• Adaptation Overdosed: Little Women has been made into several stage plays, movies (see The Film of the Book in the main section), TV miniseries, anime, an opera and a Broadway musical.
  • Creator Breakdown: Jo's Boys was written in segments over several years towards the end of Alcott's life that were fraught with illness and the deaths of loved ones. On the last page, she breaks the fourth wall and writes that she is strongly tempted to destroy Plumfield and all its inhabitants in an earthquake, but she won't.
  • Executive Meddling: Alcott's original intent was to have Jo live unmarried, but her publishers objected. Nan does instead.

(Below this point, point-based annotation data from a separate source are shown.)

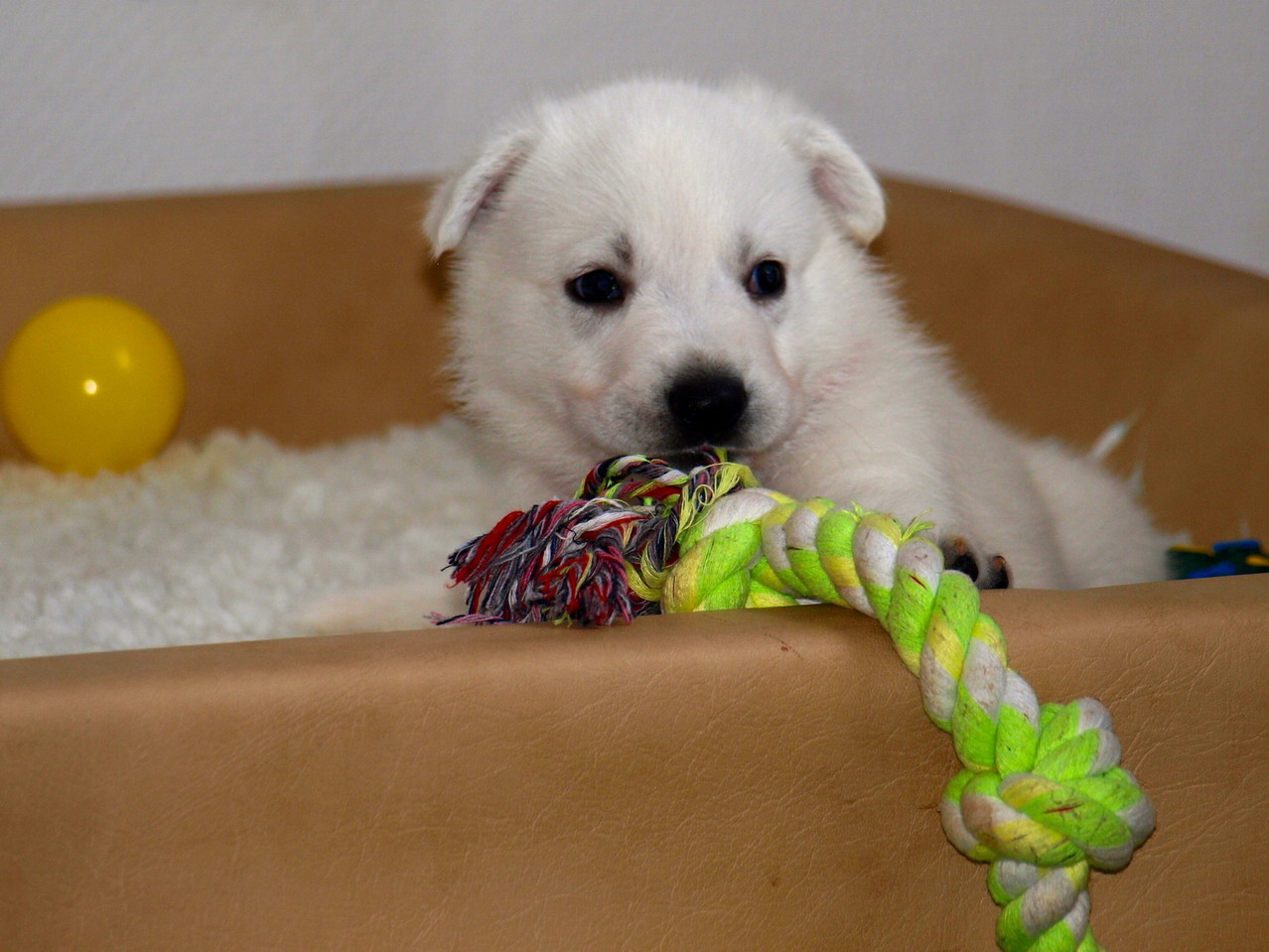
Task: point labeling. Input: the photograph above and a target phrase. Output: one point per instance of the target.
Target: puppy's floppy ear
(461, 199)
(840, 178)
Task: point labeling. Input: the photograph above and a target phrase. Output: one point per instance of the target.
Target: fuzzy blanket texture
(235, 538)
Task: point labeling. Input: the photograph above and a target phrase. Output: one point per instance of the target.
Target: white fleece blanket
(233, 538)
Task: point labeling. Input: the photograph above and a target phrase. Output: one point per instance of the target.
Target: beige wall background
(1145, 115)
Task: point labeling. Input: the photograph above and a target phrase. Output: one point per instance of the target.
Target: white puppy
(655, 265)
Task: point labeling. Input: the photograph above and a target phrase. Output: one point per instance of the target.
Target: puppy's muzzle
(707, 406)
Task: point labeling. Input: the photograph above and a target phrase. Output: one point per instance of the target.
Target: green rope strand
(1042, 796)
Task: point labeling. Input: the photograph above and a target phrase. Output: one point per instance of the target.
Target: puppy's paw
(985, 572)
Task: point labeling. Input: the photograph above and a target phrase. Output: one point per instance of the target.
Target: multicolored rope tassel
(1041, 795)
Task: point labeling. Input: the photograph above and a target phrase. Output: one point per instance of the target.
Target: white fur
(679, 190)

  • Fandom Nod: Chapter 3 of Jo's Boys, "Jo's Last Scrape," as well as Laurie's proposal in Little Women when he tells Jo "Everyone expects it!"
  • Life Imitates Art: Elizabeth Alcott died before Anna (Meg's real life counterpart) married. Years after the second part of Little Women was published, May (Amy's real life counterpart) married the man who had comforted her when Abba Alcott died, just as Amy married Laurie who had comforted her after Beth March died.
  • Magnum Opus Dissonance: Alcott was astonished at the work's bestseller status.
  • Writer Revolt: Alcott grew weary of readers' rampant Shipping of her characters, as this discussion shows.